Some contracts may require a non-breaching party to notify the breaching party of an alleged breach within a certain period of time after becoming aware of the breach. The intent of this requirement is to help the parties timely identify actual or potential disputes, with a view to amicable resolution.

Material breach

Some contracts permit termination only in the case of a material breach. Just what constitutes such a will often be open to dispute. The Restatement (Second) of the Law of Contracts offers suggestions about circumstances that can be “significant” in assessing materiality. In some situations, there may be little practical benefit to being able to "terminate" an agreement, even for material breach.

Termination = cancellation?

Under UCC § 2-106, termination for breach of a contract for the sale of goods is called a “cancellation.”

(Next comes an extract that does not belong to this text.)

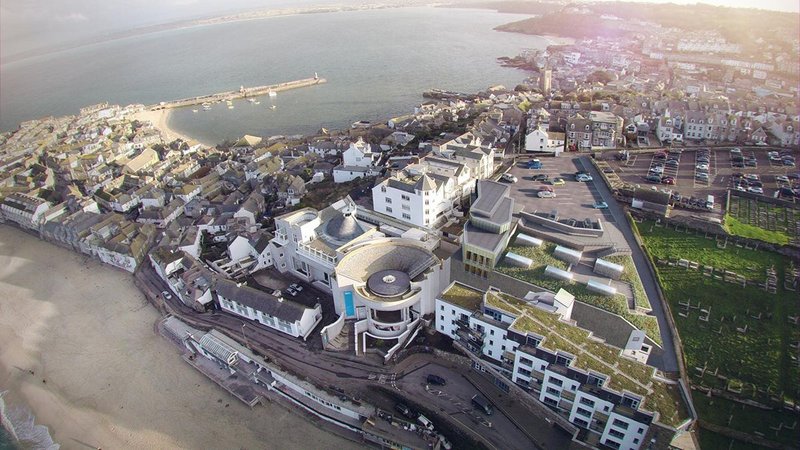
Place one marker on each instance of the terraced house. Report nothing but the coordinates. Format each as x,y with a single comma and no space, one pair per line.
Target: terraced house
614,401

Cross-default termination of other transactions

UCC § 2-612(3) addresses what amounts to cross-defaults in the limited case of installment contracts

Suspension of performance for material breach

The FindLaw legal dictionary notes that “Under the Restatement (Second) of Contracts, a material breach gives rise to the right to suspend performance but not to cancel the contract until there is a total breach.” Under UCC § 2-609, either party to a contract for sale of goods has certain rights to suspend its performance (if commercially reasonable) if the party has reasonable grounds for insecurity about the other party’s performance and it makes a written demand for adequate assurance of due performance. In addition, under UCC § 703(2), a provider of goods has certain rights to suspend performance if the buyer is in breach.